Fransız ihtilali en yıkıcı yansımasını Rusya'da buldu. Rusya "Monarşiyi" ve kilise otoritesini yıkarak "laik" bir imparatorluk kurdu; Sovyetler Birliği. Fakat bu da geleneği değiştirmedi. Rusya 93 harbinde, 1915'te, Kıbrıs'ta, Karabağ'da, Hocalı'da, Bosna'da, Kosova'da, hep Ortodoks Hıristiyan kardeşlerinin ve Ermenilerin yanındaydı. Kafkaslarda ceberut politikaları hiç bırakmadı. Resmi iddialar ne olursa olsun, Müslüman halklara karşı din faktörü ister istemez öne çıkıyordu.
Bu nedenlerden, Ermeni tasarısının Fransa senatosunda onaylanmasına bu kadar tepki göstermek, beklentilerimizin biraz yüksek olduğunu gösteriyor. Oysa daha çoğunu bekleyerek, Fransızları değiştiremezsiniz. Tarihi perspektiften bakınca, bunun beklenmeyen bir karar olduğunu söyleyemiyoruz. Fransız jakobenliğinden, devletin toplum işlerine müdahale geleneğinden bunu beklemek gerekiyordu.
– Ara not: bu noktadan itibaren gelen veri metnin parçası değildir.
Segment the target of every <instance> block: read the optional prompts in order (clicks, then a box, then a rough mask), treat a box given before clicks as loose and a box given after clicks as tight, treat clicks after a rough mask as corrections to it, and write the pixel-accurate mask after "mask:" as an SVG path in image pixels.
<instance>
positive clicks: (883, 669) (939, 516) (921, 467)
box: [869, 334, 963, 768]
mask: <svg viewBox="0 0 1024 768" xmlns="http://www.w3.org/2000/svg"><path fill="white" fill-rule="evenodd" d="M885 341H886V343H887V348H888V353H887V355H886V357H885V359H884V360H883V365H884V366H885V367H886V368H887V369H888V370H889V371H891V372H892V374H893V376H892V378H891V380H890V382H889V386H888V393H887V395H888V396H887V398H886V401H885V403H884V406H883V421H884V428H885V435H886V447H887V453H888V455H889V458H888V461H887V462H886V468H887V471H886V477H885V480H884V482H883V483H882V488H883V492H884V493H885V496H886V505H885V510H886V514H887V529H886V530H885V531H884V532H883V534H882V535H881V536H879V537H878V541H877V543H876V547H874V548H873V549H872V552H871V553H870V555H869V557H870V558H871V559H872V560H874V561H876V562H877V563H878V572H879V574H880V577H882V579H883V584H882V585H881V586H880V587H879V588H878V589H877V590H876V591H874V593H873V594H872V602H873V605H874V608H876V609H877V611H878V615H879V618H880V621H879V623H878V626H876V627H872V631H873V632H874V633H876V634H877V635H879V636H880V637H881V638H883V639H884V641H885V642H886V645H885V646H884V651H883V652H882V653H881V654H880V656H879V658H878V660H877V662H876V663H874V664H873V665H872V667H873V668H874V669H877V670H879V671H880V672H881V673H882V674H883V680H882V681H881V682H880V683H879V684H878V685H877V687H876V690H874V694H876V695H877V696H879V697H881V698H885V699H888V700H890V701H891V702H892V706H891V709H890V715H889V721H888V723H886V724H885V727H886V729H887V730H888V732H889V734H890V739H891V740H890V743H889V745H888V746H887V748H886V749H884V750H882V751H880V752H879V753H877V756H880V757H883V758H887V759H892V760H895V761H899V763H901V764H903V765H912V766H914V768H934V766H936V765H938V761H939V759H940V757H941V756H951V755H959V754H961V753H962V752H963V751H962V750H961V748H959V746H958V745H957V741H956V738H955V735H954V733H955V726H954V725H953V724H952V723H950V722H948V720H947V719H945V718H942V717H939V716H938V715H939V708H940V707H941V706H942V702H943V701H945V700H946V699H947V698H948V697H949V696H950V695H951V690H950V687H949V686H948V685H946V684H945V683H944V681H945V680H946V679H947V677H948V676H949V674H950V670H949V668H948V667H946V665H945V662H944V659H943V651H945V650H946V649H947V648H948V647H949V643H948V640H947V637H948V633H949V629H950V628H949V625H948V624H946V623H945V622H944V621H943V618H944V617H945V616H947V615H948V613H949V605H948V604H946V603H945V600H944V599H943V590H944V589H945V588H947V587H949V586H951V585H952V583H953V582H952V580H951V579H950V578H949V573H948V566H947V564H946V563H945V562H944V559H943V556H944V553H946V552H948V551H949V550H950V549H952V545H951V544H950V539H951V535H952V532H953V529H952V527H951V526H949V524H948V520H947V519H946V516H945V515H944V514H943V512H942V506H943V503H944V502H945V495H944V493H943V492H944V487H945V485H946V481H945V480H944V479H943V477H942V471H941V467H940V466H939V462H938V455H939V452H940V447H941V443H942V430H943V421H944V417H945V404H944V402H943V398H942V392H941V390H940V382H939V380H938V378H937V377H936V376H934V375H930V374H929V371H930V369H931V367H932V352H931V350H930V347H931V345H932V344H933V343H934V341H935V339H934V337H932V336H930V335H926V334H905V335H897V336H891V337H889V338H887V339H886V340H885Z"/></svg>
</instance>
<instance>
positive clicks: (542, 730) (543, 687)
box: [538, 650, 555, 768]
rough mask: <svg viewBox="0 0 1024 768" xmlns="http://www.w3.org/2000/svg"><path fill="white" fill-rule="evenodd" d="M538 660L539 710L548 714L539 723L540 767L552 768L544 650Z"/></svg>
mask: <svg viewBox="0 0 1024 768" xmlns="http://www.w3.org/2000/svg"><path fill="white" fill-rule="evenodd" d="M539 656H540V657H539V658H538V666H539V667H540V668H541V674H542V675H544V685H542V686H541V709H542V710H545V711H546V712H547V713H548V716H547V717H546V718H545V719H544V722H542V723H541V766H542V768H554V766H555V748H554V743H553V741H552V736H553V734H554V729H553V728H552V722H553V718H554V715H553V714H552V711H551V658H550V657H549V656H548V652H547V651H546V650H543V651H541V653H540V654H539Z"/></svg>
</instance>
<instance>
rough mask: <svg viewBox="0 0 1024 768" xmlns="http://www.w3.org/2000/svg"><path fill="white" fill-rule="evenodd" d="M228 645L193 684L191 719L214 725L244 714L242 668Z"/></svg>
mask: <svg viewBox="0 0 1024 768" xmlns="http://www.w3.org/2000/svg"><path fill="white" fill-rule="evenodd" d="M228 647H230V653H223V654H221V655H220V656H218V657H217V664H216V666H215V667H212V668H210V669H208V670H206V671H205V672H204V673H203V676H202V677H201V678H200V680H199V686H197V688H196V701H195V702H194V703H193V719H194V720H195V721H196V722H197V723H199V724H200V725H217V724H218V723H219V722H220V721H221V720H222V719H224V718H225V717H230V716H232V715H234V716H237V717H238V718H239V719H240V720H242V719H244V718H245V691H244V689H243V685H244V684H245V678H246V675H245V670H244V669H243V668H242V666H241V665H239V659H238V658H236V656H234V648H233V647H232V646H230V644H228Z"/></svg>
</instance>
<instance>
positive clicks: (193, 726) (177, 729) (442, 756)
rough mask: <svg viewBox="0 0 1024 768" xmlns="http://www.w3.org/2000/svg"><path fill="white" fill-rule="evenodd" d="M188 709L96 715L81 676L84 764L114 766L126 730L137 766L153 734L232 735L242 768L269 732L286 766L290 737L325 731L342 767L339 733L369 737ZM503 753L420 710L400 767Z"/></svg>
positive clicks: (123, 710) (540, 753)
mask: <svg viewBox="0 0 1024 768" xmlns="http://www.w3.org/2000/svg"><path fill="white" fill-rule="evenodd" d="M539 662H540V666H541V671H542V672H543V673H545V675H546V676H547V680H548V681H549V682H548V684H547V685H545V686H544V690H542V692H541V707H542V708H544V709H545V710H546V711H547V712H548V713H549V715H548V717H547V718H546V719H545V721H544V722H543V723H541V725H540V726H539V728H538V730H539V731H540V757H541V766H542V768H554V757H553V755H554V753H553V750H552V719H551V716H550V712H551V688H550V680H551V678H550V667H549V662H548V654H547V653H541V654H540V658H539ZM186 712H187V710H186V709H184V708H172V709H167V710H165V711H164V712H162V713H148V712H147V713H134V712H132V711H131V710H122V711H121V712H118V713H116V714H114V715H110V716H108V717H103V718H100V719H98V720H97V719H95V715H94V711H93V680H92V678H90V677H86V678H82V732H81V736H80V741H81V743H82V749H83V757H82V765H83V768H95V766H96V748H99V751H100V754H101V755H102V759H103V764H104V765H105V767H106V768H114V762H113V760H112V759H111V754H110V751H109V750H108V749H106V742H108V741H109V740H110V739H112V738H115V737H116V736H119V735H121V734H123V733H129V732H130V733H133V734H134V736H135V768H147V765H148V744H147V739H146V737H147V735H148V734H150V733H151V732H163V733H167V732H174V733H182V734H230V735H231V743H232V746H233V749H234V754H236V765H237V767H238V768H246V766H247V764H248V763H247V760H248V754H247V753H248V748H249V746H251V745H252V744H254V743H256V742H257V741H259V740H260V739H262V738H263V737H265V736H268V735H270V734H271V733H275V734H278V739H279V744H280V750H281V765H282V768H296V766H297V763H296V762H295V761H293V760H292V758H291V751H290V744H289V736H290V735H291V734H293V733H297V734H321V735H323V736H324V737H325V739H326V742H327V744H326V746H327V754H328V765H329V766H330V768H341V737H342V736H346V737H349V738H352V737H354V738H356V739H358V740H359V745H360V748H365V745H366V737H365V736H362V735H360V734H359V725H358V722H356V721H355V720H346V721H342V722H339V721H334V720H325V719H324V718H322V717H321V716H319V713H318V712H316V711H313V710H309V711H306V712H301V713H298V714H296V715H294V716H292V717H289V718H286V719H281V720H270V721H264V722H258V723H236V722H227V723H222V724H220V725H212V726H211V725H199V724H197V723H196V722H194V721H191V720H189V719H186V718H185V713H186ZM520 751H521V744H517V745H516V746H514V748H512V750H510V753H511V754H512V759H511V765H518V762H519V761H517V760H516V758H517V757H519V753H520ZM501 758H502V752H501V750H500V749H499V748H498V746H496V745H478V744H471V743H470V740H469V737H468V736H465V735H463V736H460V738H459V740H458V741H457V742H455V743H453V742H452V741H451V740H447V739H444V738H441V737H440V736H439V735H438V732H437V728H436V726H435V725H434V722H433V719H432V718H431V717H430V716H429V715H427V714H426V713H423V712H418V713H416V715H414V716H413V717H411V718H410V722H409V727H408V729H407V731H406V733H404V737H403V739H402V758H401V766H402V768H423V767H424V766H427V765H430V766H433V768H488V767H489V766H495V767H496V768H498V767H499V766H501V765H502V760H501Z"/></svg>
Fransız kültürü, içindekileri örtbas etmeye, uzlaşı yolları aramaya yatkın bir kültür değildir. Modernleşme sürecinde Fransa ve İngiltere'yi karşılaştırmak bu farkı görmemize yardımcı olur. Mesela kıyafet meselesi Avrupa'nın göbeğinde sadece Fransa'da sorun olabilmiştir. Sanki İngiltere aynı "güvenlik" sorunlarını yaşamamaktadır. Bizde de devlet geleneğinde Fransız ekolünün baskın olması, aynı histerik yaklaşımı ülkemize uzun yıllar boyunca yaşatmıştır. Hala da kurtulabilmiş değiliz. Fransa'ya karşı beklentilerin biraz yüksek olmasında bunun da payı vardır sanırım.
Benim burada dikkat çekmek isteyeceğim bir konu, Türkiye'nin bu işte yalnız kalmasıdır. Türkiye, Fransız iddialarına karşı özellikle Cezayir kartını çokça kullandı. Ama duyan kim? Batı ülkelerini bir kenara koyalım. Onlar Hıristiyan kardeşlerini (Christian Folk) açıkça veya zımnen destekliyor olabilir. Peki Cezayirliler nerede? Senato önünde neden Türkiye, Kıbrıs ve Azerbaycan bayrakları vardı da mesela Cezayir bayrakları yoktu? Fransa Müslüman cemiyetlerinden destek mesajları geldi ama Cezayirlilerin açık desteği, konuya ayrı bir anlam katabilirdi.
Fransa'da Türk nüfustan daha fazla Cezayirli nüfusu olduğunu sanıyorum. Bunlar, Bağımsızlık yıldönümlerini, yaşanan kanlı olayları anma programı düzenlemez mi? Yoksa Arap baharının ulaşamadığı Cezayir hala Fransız nüfuz bölgesi mi? Yakın zamanda ülkede yaşanan siyasal çatışmalar bunu destekler niteliktedir. Fakat Fransa, nihayetinde Cezayir değildir. Burada vatandaş olmuş onca Cezayirliden, daha fazlasını beklemek hakkımızdır. Cezayir ve Türkiye halkları arasındaki geleneksel bağlar, beklentilerimizi ister istemez artırıyor.